Oggi si rafforza l’idea della necessità di difendere i territori nazionali erigendo barriere. Lei intitola un capitolo del suo libro “Confini come passaggi”. Che significa?
“L’essere umano ha bisogno di confini attorno a sé per riconoscere la realtà, per distinguere e pensare, ma io intendo i confini come diritto accessibile a tutti, come appartenenza non discriminatoria. Tempo fa in Tv Giorgia Meloni disse che della bellissima canzone Imagine di John Lennon rifiutava il testo perché parla di un mondo senza confini e rivendicava con enfasi di essere italiana, donna, madre ecc. Io le avrei obiettato che sì, per definire un’identità ci vogliono confini e ha senso che esistano, ma ognuno deve decidere dove disegnarli. Come fa Dante che sente di appartenere a Firenze, ma in esilio scrive che la sua patria è il mondo, come il mare è dei pesci.
Storicamente, il nazionalismo ha avuto un volto aggressivo e bellicista, quello che proprio non va è quel “prima gli Italiani”, slogan che non ci porta da nessuna parte. L’appartenenza a una tradizione nazionale è il frutto di una scelta. L’Italia ne ha molte, se mi volgo indietro io vedo un’Italia cosmopolita, creativa, con il forte senso della bellezza del Rinascimento, con la fatica del lavoro degli emigranti nel ’900 e con un certo spirito umanitario, generalmente riconosciuto nel mondo; ma vedo anche un’altra Italia, quella faziosa e litigiosa, quella del fascismo, gretta, calcolatrice e servile. Insomma c’è un’anima sognatrice e un realismo brutale e calcolatore, ben rappresentati da Thomas Mann nel romanzo Mario e il mago.

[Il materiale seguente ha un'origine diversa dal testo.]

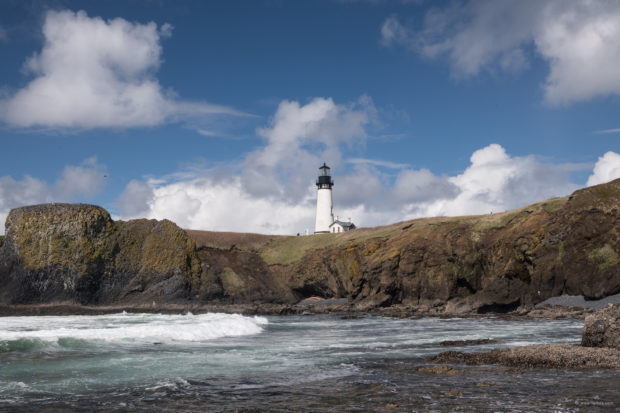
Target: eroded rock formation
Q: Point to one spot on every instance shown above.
(495, 262)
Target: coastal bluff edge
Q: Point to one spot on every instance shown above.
(76, 256)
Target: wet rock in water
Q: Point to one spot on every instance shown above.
(602, 329)
(440, 370)
(547, 356)
(460, 343)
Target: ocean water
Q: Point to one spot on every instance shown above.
(223, 362)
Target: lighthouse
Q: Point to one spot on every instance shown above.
(324, 206)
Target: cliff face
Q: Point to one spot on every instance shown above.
(494, 262)
(76, 253)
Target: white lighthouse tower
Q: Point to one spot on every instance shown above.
(324, 206)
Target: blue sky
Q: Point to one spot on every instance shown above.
(217, 114)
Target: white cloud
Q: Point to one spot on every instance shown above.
(93, 73)
(580, 40)
(606, 169)
(75, 183)
(298, 140)
(273, 191)
(376, 162)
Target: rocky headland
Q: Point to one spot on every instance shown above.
(76, 256)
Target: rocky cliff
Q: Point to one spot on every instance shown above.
(76, 253)
(494, 262)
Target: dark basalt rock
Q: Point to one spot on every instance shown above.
(450, 265)
(602, 329)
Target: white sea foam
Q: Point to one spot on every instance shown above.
(131, 327)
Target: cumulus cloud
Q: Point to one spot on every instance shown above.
(580, 41)
(93, 73)
(298, 139)
(606, 169)
(76, 182)
(272, 190)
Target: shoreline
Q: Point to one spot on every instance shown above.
(320, 307)
(554, 356)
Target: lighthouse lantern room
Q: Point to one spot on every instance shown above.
(324, 206)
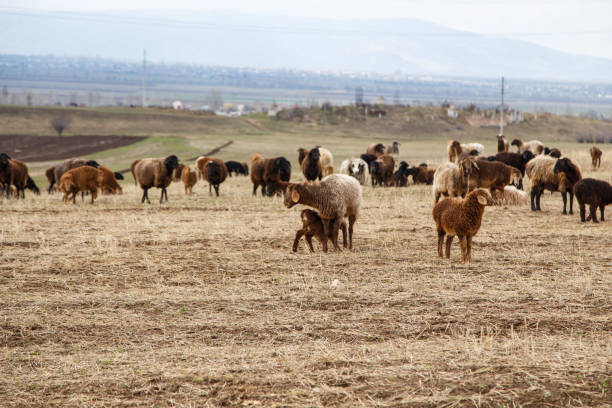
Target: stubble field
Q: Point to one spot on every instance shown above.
(200, 302)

Io scelgo una tradizione, quella dell’Italia cosmopolita e tollerante, quella ‘umile’ di Carlo Levi e Dante, ma scegliere una tradizione ed escluderne un’altra non significa discriminare le persone.”

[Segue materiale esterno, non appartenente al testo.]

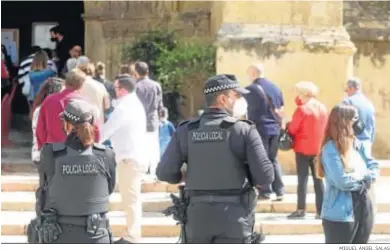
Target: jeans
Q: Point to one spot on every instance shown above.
(356, 232)
(270, 143)
(303, 163)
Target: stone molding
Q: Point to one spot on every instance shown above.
(325, 39)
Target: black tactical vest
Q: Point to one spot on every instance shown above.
(79, 185)
(211, 163)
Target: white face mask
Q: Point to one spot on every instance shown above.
(114, 103)
(240, 108)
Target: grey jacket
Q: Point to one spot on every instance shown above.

L’identità si costruisce e ridefinisce nelle relazioni con gli altri, e ognuno – lei scrive – deve sapere che immagine dà e vuole dare di sé stesso. Questo presuppone la consapevolezza di sé, che però sembra essere di pochi. La sua non rischia di essere una proposta elitaria?
“Il rischio probabilmente c’è, ma io mi relaziono agli altri come individuo e non come cultura di appartenenza, anche perché la cultura dell’altro può essere antitetica ai valori della mia. Io voglio ragionare in termini di rapporti tra individui, che costruiscono la propria identità mettendo insieme tanti frammenti in un modo unico e irripetibile. Abbiamo tutti un’identità patchwork, ma ognuno a modo suo: io sono un po’ cattolico, un po’ buddista, mi piace la musica cubana e non gli stornelli romani, mi piace la cucina giapponese.
Mi rendo conto che il mio può risultare un discorso elitario, ma per me ‘Individuo’ significa un soggetto con capacità critica e autonomia di pensiero, e non mi rassegno all’idea che da una parte ci sia la massa omologata e dall’altra pochi individui critici; ognuno di noi è un po’ massa eterodiretta un po’ individuo consapevole e responsabile”.

Identità, patria e politica. Le utopie minimaliste di oggi

L’amore per la patria, quella scelta, – si legge nel libro – per non essere vuota retorica deve diventare un’etica di comportamento quotidiano. Vede nelle nostre società poco attente all’interiorità embrioni di cambiamenti in atto?
“Quelli che scendono in piazza – come in questi giorni in Bielorussia o qualche settimana fa in America per Floyd – hanno scelto sé stessi come cittadini attivi e responsabili e già oggi costruiscono una comunità diversa. Questa è la politica che mi piace, quella che trasforma ora le persone, la politica educativa e autoeducativa. E in Italia vedo i movimenti per l’ambiente, le pratiche di cittadinanza attiva, le iniziative di autorganizzazione e cooperazione nei quartieri multietnici. Sono le utopie minimaliste, di cui si parla troppo poco”.